Non tubal pregnancies

About 5% of ectopic pregnancies are not located in the tube. This represents a minority but complications associated with other implantation sites are more serious, with haemorrhages and a rate of morbidity and mortality much higher.

Interstitial pregnancy (2%) can be seen by ultrasound in the form of a cornual ‘bulge’ located 1cm near the endometrium inside a uterine cone. The image may persist about 12 months after drug treatment.
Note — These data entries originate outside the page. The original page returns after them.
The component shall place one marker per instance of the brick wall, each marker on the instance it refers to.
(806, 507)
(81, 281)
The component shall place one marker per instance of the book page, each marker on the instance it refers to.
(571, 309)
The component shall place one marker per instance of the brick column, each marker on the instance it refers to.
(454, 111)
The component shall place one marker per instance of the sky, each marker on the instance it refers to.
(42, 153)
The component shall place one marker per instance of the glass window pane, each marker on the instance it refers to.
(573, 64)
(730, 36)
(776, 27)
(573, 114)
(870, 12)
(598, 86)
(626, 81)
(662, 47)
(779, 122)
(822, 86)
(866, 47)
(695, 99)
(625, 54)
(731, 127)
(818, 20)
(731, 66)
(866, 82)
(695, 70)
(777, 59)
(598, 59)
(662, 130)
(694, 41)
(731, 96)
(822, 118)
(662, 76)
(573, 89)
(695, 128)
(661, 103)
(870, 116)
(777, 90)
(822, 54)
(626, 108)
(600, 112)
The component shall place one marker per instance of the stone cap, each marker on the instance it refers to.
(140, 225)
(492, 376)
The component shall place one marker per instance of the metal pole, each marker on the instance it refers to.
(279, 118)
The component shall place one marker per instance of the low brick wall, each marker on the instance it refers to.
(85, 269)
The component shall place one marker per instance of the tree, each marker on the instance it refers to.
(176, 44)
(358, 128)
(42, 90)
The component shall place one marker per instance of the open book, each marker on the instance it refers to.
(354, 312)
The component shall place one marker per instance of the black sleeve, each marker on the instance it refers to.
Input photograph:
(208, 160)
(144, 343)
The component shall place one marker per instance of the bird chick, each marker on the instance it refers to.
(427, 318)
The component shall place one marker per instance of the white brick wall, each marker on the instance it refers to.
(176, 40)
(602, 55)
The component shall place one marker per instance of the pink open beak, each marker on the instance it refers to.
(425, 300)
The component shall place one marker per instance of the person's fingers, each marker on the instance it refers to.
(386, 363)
Trophoblastic implantation at cervical level must be distinguished from an abortion product passing through the cervical canal (Fig 5). Different from cervical pregnancy, the false imminent birth is accompanied by pain. Doppler exam identifies the cervical implantation which is located underneath the entrance of uterine arteries. Such a diagnosis is important before the erosive lesion of uterine vessels will start a massive haemorrhage requiring surgical action by means of uterine artery embolisation or hysterectomy.

Fig 5.

Fig 5

Cervical pregnancy in a 7 week of gestation patient with vaginal bleeding, 1.83cm away from the external orifice of cervix

Ovarian pregnancy is les frequent (1/34). The ultrasonography image shows a hyperdense chorial ring which follows the movements of the ovary.

Abdominal pregnancy is a rarity, often diagnosed late in the presence of an empty uterine cavity and the unusual location of the foetus and of the placenta in the abdomen. Another rarity that we are noting is the post caesarean scar pregnancy. This pregnancy lies frequently in the retrovesical space having the risk of uterine rupture. Treatment of choice will be local or systemic application of Methotrexate [10 ].